These two books are of the “revisionist” school. Rosa’s work is the first of what he hoped would be a series aimed at an explication of the rise of European (especially British) intrusion in Argentine economic life. It is a strong condemnation of this penetration and of the policies and even personality of Rivadavia. Of the two books, it is by far the better written.
In fact El asesinato de Dorrego has little in its favor aside from an appendix of thirty-one documents covering about a third of the book. It is poorly written and incoherent. Moreover, the two authors, who incidentally have led an active life in the Movimiento Nacional Peronista, have the exasperating habit of citing references in parentheses immediately after almost every paragraph without giving the page numbers of the references cited. They sometimes even quote entire passages without any references whatsoever.
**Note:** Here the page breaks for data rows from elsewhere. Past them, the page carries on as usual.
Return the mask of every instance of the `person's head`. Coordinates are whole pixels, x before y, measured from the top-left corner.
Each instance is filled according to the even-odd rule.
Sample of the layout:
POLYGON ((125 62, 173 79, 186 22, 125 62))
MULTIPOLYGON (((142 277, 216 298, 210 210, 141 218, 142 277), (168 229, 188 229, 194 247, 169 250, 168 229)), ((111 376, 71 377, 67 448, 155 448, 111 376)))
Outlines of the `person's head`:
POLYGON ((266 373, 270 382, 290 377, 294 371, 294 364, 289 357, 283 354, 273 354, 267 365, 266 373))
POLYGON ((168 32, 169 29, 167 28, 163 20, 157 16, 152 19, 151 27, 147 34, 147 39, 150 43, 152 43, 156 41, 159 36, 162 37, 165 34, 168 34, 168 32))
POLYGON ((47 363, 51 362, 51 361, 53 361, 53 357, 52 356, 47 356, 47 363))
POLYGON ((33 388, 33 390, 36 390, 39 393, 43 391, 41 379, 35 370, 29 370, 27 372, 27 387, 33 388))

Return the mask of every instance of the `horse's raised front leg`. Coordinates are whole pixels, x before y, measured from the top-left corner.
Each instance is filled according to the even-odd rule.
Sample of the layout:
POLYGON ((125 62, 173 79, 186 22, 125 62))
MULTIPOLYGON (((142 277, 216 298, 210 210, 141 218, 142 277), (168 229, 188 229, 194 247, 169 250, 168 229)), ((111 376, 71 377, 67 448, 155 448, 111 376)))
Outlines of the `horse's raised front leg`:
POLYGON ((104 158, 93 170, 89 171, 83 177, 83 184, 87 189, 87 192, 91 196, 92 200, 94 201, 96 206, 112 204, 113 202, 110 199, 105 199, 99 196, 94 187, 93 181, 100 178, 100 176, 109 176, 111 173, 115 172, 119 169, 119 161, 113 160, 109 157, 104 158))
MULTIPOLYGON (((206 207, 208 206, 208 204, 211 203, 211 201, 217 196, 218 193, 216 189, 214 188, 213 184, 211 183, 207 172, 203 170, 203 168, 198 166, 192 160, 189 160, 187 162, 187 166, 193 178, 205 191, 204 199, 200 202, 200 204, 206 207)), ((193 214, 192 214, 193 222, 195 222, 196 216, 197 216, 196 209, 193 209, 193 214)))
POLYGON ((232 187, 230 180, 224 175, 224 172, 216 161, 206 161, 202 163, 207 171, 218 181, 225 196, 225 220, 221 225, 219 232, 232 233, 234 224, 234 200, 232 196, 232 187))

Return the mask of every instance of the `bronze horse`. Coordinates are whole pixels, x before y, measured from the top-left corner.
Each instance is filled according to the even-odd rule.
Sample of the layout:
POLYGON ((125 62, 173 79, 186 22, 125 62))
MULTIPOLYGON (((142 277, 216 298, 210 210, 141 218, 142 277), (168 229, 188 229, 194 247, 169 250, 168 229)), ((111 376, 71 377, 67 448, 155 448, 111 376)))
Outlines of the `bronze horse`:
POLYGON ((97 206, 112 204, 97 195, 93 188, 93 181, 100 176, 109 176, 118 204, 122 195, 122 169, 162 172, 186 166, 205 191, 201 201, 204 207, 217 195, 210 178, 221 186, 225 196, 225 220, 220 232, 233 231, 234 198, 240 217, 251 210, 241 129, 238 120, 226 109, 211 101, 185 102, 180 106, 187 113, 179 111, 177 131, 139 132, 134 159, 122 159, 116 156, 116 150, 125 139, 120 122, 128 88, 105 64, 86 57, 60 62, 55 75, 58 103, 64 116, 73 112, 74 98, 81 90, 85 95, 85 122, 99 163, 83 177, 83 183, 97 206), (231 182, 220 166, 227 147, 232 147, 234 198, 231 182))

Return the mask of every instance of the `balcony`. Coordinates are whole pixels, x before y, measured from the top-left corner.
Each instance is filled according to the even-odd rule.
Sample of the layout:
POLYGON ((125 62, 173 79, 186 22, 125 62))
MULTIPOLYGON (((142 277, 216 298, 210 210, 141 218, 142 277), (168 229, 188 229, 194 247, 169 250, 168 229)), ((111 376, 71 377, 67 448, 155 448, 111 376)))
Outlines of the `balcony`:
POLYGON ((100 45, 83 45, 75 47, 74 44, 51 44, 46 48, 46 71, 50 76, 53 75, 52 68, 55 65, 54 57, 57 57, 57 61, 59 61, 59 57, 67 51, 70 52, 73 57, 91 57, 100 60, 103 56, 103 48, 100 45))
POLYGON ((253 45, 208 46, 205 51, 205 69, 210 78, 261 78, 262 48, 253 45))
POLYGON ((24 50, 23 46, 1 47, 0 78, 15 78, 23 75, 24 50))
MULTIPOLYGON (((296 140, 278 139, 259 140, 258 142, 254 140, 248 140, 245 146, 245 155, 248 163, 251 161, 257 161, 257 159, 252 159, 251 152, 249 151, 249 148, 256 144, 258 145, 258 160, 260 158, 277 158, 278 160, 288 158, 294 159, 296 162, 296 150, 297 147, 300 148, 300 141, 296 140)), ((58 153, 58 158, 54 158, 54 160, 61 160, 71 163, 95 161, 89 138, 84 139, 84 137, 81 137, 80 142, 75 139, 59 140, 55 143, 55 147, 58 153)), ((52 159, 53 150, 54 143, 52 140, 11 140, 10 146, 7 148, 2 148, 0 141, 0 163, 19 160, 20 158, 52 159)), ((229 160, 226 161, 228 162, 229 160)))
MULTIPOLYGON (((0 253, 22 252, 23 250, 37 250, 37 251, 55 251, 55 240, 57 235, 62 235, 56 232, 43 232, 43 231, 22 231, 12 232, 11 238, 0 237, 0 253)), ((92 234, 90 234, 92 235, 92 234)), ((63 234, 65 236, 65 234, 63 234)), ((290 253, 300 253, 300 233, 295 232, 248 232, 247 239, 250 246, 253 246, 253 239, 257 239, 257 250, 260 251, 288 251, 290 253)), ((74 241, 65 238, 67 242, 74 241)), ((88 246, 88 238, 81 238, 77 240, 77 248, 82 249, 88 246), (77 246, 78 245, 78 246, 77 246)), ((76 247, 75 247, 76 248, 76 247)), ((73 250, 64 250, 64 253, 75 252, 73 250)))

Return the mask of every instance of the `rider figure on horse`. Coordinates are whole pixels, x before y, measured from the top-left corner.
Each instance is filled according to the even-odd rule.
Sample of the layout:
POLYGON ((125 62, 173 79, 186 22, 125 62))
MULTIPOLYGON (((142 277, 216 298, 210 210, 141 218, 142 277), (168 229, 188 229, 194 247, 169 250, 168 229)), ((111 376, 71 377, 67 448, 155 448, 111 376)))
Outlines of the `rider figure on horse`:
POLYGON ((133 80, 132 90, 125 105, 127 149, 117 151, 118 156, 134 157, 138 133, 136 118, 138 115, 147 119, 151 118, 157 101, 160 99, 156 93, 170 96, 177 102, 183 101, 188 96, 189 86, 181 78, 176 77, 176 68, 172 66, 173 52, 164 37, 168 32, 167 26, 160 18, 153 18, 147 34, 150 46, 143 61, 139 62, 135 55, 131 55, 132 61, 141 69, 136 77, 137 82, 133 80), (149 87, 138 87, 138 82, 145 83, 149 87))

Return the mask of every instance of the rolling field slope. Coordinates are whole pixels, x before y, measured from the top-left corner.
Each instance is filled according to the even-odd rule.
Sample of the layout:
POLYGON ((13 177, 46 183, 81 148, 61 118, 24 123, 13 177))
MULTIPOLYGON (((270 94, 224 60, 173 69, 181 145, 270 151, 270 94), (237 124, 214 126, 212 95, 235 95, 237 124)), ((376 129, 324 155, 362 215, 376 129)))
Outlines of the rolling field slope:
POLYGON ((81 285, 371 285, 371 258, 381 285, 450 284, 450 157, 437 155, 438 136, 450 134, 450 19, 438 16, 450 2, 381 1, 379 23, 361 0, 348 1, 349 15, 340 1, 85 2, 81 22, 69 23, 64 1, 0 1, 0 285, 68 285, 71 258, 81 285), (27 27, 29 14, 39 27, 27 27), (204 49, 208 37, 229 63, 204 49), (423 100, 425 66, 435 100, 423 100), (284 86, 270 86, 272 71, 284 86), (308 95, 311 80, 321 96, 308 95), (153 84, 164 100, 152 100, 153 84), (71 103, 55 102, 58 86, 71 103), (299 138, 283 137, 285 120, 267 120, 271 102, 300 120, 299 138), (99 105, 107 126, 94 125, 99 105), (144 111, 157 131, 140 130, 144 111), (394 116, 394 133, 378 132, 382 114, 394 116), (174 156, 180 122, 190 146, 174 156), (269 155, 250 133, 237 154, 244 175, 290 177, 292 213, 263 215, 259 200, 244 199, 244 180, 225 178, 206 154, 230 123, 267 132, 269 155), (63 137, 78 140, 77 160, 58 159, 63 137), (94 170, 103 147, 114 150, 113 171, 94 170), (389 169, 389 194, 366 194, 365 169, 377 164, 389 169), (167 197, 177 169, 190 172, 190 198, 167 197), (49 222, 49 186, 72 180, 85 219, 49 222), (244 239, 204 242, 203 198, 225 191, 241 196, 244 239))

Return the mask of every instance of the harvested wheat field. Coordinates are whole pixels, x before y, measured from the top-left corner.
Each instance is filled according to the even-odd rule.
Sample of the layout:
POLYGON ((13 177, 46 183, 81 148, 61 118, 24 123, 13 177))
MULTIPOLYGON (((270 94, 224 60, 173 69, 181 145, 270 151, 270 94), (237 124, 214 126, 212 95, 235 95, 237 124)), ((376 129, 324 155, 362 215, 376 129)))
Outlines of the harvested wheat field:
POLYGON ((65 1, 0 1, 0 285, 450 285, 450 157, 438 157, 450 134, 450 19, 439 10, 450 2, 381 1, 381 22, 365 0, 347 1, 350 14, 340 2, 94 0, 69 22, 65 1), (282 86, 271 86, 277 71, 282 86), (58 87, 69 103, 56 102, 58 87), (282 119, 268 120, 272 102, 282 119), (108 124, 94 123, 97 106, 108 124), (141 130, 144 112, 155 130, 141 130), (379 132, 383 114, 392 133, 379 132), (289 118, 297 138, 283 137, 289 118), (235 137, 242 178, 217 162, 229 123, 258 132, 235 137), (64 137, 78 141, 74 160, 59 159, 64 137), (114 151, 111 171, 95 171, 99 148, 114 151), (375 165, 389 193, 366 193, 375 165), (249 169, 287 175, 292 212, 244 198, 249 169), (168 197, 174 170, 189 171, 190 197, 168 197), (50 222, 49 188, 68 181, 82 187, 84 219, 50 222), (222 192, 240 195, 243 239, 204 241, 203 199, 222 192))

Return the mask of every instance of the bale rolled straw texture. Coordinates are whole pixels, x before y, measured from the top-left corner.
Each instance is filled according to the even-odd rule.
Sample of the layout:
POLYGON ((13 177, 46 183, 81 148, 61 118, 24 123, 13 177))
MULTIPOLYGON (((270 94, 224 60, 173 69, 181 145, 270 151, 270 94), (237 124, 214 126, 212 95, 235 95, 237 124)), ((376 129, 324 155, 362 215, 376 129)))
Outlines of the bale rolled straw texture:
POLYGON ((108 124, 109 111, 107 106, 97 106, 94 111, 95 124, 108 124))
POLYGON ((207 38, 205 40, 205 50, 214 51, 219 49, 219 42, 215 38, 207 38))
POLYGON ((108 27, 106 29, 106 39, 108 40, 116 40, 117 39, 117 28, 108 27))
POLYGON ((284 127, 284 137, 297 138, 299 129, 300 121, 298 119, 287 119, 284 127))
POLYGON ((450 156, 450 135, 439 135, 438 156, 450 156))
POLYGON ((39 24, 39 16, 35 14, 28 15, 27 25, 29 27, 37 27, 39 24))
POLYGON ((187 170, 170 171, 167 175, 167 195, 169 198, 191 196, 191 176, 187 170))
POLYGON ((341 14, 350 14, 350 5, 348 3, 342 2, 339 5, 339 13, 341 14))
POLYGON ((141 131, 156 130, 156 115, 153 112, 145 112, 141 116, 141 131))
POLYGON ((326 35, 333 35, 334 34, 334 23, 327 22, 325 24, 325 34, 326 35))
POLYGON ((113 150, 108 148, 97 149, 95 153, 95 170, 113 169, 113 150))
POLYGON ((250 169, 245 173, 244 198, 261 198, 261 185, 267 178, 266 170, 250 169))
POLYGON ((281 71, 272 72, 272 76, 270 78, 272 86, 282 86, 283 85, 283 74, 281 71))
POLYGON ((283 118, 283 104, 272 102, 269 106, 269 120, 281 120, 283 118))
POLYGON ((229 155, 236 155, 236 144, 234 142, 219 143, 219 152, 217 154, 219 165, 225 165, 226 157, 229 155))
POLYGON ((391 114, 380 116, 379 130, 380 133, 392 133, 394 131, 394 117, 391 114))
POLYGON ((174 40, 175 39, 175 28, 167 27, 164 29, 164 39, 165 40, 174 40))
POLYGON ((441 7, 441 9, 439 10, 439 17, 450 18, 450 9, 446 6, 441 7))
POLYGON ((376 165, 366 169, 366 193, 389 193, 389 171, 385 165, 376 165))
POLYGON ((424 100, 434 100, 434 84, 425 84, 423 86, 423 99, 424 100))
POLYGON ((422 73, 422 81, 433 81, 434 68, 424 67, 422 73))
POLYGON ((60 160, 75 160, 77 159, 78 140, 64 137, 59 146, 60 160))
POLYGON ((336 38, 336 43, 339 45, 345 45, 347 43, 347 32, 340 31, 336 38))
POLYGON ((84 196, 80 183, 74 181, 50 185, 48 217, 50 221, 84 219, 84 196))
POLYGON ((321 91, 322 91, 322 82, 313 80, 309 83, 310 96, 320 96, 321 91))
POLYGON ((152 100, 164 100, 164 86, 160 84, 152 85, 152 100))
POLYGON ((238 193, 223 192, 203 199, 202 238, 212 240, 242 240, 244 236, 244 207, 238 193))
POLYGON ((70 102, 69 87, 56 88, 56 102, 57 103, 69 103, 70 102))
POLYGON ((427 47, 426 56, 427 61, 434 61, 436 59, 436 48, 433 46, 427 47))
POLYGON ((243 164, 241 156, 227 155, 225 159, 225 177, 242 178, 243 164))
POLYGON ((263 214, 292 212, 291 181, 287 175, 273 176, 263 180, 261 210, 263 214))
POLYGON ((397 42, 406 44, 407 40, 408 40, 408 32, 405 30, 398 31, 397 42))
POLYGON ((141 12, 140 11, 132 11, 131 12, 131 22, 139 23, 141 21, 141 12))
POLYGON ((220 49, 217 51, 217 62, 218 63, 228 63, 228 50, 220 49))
To make their work even more unreadable they switch tenses in the same sentence (pp. 36-37), thus forcing the reader to return to what he has read. Perhaps the best indication, however, of what they are trying to say is illustrated by their attempt to equate the execution (they call it assassination) of Dorrego with the martyrdom of peronistas, the Unitarians (doctores de casas negras to the authors) with the revolutionaries of 1955 against Perón, and the Revolución Libertadora of 1955 with the expedition of Lavalle against Rosas in 1840. Both of these last undertakings, they claim, had the single purpose of handing the fatherland over to international vassalage.
On the other hand, Rosa, dean of present-day nationalist and revisionist Argentine historians, writes as usual in a fluent, lively if at times virulent style. But this time I checked many of his overabundant footnotes and found to my astonishment that they were often incorrect. So is most of what he cites or quotes in English.